The proof of G2 will be available in the final version of the booklet, the author is still writing it :)
I'm surprised at the low number of solutions of F hard, considering it was just about googling the first 107 digits of π (slightly more doesn't matter, a lot more isn't a good idea anyway), finding all first occurences of permutations in it and writing a backtrack. I could've solved it if I had just a bit more time...
The condition that we want the smallest occurence actually helps optimize the naive backtrack — since the order of the 3 triples of lines and that of lines in each triple doesn't matter, then we can limit ourselves to searching sudokus with o[0] > o[3] > o[6] and o[3k] > o[3k + 1] > o[3k + 2] (o[i] is the offset of the i-th row). This way, if we find a solution, we know that it's optimal.

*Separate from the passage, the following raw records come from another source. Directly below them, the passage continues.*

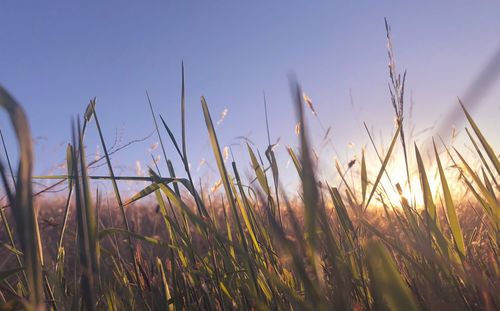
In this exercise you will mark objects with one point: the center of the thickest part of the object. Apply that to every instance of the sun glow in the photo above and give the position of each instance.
(395, 185)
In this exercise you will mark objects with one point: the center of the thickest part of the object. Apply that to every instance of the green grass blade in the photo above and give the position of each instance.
(451, 214)
(390, 289)
(384, 164)
(489, 150)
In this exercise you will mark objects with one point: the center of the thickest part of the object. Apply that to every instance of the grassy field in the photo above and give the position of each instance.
(345, 247)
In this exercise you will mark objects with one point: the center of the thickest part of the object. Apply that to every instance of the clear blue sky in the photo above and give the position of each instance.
(57, 55)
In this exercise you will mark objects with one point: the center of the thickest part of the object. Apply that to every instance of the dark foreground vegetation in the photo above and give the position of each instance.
(340, 247)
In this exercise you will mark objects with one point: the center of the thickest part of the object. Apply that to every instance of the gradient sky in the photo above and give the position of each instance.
(57, 55)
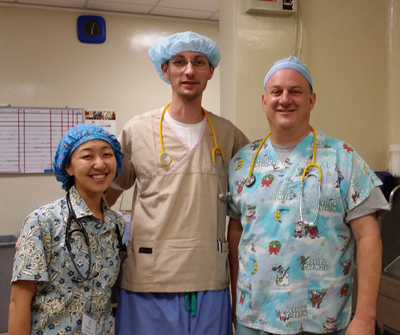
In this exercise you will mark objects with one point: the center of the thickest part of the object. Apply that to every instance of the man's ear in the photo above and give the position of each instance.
(69, 170)
(212, 68)
(164, 69)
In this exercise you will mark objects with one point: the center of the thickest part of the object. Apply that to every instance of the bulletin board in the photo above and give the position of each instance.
(29, 136)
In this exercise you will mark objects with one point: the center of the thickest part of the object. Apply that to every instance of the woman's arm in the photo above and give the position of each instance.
(19, 320)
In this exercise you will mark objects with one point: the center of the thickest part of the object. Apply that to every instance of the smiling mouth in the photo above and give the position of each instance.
(98, 176)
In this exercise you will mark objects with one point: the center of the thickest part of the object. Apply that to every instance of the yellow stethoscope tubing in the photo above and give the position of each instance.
(313, 161)
(163, 153)
(305, 169)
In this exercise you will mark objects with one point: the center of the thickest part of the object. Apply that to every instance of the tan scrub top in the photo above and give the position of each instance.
(177, 218)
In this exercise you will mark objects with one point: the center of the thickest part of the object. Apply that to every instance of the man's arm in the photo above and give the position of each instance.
(112, 196)
(234, 233)
(369, 266)
(19, 319)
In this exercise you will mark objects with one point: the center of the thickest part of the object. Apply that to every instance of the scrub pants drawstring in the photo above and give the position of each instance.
(191, 296)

Plus, there are just 3.6 thousand different permutations among the first 107 digits of π, so we can precompute the conditions "can lines x and y be rows of 1 sudoku?" and "can lines x and y be rows of 1 triple?" (triple: lines which form 3 neighboring squares) to make the code faster.
My code has these as only observations (the rest is raw parsing) and runs in 5 minutes on my computer.
Nowadays, most contests only set problems with fancy efficient algorithmic solutions. Maybe the art of writing good brute force solutions is getting lost :)
That's why I love IPSC :)
It's really a PROBLEM SOLVING contest, rather than (academic) algorithmic/programming contest.
Don't forget about the INTERNET part — sometimes, heavy use of Internet is expected, and required. Like in H. And K... I don't know Pokemons, for example — I prefer less sane stuff (warning: NSFW) :D
H1 could be solved easily without internet (as we did), just open hashCode implementation in Long and that's it.
And, actually it's a questions from interview, like how the HashSet or HashMap is working.
Who would believe that you can query pokedex using restful API?
http://pokeapi.co/api/v1/pokemon/25
http://pokeapi.co/api/v1/pokemon/pikachu
Well, we had first 100 millions digits of pi. So I got 46K rows, which was enough to solve F1, but then I figured out that we could group rows into triples, which could solve F2, by iterating over 3 triples. But, of course, with 46K rows my triple computation was taking too long and I didn't thought of reducing 46K to 1K (like in solution).
So, indeed, sometimes less is better.
Can anyone explain why the solution for D1 works? I meant how could "cat easy.in | bunzip2 | bunzip2 | tr -d ’\000’" not take 1TB of hard disk? What is the mechanism behind this? Thanks :)
The piped programs run in parallel, not sequentially. The pipe can be seen as a temporary buffer. On my Linux, the size of this buffer is 64 kB. Roughly, it works as follows: whenever a program wants to read from an empty pipe or write into a full one, it is suspended until it can do so. In this way, you get a simple synchronization between the piped programs:
So there never is the entire unpacked file in memory anywhere. At any moment, each of the bunzips only sees a small part of the file it decompresses.
It's pipe technology. Every input/output happening in three inner pipes can be made using temporary buffer of little size (64kb on linux by default). For example,
cat easy.in
writes 64kb of output then freezes untilbunzip2
starts reading this buffer producing his output tp the next pipe and so on.The main idea is that
cat
,bunzip2
andtr
are stream-processing algorithms that need only O(1) of input data to produce O(1) of corresponding output data.